Your body reacts and responds to stressors, good and bad. It responds so it can prepare itself for that same stressors should it come around again. When a physical stress is placed on the body, such as a heavy weight, your body will respond by rebuilding those muscles and making them stronger and more durable. Then, should the heavy weight rear its ugly head again, the muscle is adequately equipped to handle it. Your body is constantly responding and adapting. However, if your intensity in any given activity is not high enough to overload your body, then your body simply has no reason to adapt.
How do you measure Intensity?
If intensity is so important, how do I measure it? How do I know if I am working hard enough? Both great questions! There are a few methods that have been developed over the years to try and calculate the appropriate intensity levels. But it is a particularly difficult task as intensity can be very subjective, and it is all relative. What one person experiences as incredibly difficult, might be a breeze for someone who has been training for years. Additionally, and quite frankly, some people are just plain “tougher” than others. Therefore, they are all estimates. There is no “the best”, it requires self-awareness, honesty, and adjustments. Lastly, your own threshold for what you perceive as difficult will change overtime. Not only will your body adapt and harden, but so will your mind.

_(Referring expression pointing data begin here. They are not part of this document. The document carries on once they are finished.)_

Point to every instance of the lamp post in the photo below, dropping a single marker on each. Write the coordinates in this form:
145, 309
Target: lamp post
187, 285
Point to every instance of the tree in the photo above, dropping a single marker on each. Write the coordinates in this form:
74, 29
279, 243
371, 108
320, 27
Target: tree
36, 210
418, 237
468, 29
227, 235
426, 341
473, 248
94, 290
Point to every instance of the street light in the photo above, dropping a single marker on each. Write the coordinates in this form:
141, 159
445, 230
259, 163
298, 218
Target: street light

Rating of Perceived Exertion (RPE): Using the RPE is the simplest and most straight-forward way of monitoring your intensity. Notice the word “perceived”; this just provides a simple way to articulate and track how your body feels during any bout of exercise. As you get stronger, the same workload will feel easier and lighter, and that’s how you know it is time to increase your intensity. There are slight variations to the two scales listed below, depending on who produced it, but the idea remains the same. On the scale, 1 is lounging around watching TV and 10 is the absolute most you can do – you can’t push any harder or run any faster and your legs are going to give out at any moment. The majority of your exercise needs to be around the 6-8 range, depending on the activity and the duration. This range is where there is enough of a stimulus to elicit a positive response from your body, but not too intense such that it can’t be maintained long enough to get any real amount of work accomplished. The really cool thing about the RPE scale is that it is a relative measurement. In the beginning, executing 5 push-ups might register as a "9", or more. But in a few weeks, those 5 push-ups will only feel like a "4". You would then have to do 10 push-ups to get your body to respond.